There are also plenty of improvements to be made on a smaller scale, Schweighardt said. 

“We usually only think about tuition, but there are also textbooks, and why is there a $100 fee for online courses? It’s about finding those little fees around campus, figuring out where they come from and going from there,” she said.

RUSA is also currently doing research and collecting data to improve the Financial Aid Office, Schweighardt said.

Students can expect to see RUSA taking more steps to become a more transparent organization, Covello said. 

“If there was one overarching goal that I have for the entire year, I want to make sure that students know that their student government has their back. And the one way they will know about that is if we are transparent, and letting them know what our priorities are because everything we do is in service to the students,” he said.

Covello believes Town Hall meetings are a great resource for this purpose — RUSA will host a Town Hall meeting sometime this semester with the new Chancellor of the New Brunswick campus, Debasish Dutta, he said.

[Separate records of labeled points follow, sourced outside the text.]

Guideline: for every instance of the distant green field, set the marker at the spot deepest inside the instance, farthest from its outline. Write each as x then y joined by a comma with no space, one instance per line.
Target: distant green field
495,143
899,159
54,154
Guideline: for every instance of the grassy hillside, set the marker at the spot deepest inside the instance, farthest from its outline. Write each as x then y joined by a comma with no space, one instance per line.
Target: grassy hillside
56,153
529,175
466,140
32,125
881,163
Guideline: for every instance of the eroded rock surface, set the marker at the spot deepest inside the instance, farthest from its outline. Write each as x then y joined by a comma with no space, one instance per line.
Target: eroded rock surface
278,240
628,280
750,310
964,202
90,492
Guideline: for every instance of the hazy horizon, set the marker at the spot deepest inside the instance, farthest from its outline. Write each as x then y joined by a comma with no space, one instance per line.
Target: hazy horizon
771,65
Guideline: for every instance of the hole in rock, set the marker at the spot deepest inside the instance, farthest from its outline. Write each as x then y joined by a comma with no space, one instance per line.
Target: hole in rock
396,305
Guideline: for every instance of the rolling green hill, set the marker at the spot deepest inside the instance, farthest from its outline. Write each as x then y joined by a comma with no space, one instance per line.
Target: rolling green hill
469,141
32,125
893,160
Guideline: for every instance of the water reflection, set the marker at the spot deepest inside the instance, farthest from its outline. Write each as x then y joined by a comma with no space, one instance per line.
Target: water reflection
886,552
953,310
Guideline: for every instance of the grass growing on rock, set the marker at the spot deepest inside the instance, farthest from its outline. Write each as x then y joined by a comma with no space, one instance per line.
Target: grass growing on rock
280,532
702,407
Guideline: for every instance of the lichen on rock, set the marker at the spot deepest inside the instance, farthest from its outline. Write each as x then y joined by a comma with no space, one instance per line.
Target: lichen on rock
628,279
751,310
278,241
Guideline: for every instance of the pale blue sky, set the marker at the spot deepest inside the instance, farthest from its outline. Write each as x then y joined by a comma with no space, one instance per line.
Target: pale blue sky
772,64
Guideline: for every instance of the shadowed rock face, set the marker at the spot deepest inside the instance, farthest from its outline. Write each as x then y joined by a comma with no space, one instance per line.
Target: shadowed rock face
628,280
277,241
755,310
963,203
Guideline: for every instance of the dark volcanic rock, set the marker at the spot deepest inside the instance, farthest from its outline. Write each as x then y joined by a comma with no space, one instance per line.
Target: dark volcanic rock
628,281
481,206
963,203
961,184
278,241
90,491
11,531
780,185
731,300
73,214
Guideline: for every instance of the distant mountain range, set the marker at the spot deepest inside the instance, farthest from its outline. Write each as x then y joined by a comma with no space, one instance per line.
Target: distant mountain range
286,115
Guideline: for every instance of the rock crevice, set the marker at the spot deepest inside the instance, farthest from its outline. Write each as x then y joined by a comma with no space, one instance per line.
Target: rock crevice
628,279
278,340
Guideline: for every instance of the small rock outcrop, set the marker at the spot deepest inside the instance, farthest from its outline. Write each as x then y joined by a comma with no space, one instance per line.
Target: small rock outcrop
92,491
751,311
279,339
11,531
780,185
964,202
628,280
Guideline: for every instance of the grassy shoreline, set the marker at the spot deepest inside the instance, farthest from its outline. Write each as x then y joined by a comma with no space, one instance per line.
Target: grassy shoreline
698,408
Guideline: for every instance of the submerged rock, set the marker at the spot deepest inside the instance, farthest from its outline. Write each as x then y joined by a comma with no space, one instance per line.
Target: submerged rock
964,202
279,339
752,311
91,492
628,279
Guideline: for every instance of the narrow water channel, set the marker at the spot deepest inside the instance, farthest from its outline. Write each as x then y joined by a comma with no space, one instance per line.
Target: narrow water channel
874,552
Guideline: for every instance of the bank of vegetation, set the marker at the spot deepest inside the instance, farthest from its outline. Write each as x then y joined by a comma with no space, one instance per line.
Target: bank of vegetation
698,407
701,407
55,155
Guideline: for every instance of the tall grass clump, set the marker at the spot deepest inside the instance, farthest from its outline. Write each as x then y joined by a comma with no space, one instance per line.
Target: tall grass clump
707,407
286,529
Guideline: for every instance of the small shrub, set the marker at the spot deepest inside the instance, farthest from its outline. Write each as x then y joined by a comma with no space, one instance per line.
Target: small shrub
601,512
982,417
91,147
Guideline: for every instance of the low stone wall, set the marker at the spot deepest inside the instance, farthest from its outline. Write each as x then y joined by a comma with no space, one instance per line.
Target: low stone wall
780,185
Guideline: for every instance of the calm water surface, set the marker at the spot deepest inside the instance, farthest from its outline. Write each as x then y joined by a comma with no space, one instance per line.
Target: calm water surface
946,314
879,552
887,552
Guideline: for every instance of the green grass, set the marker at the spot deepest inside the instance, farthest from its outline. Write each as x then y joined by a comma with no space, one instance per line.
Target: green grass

Schweighardt also emphasized the importance of the Town Hall meetings. 

“We have a lot coming up — we’re in the process of planning a Town Hall that will be a discussion on free speech,” he said. 

There will also be a Town Hall to facilitate cooperation between RUPD and different multicultural groups on campus, she explained.

“Our job as RUSA isn’t to be at the center of the conversation, or to be the only people who have knowledge of the University,” Schweighardt said. “Our job is to bring different organizations together to talk about these issues and how we can all solve them together."


Christina Gaudino is a School of Arts and Sciences first-year student majoring in public policy. She is a contributing writer for The Daily Targum.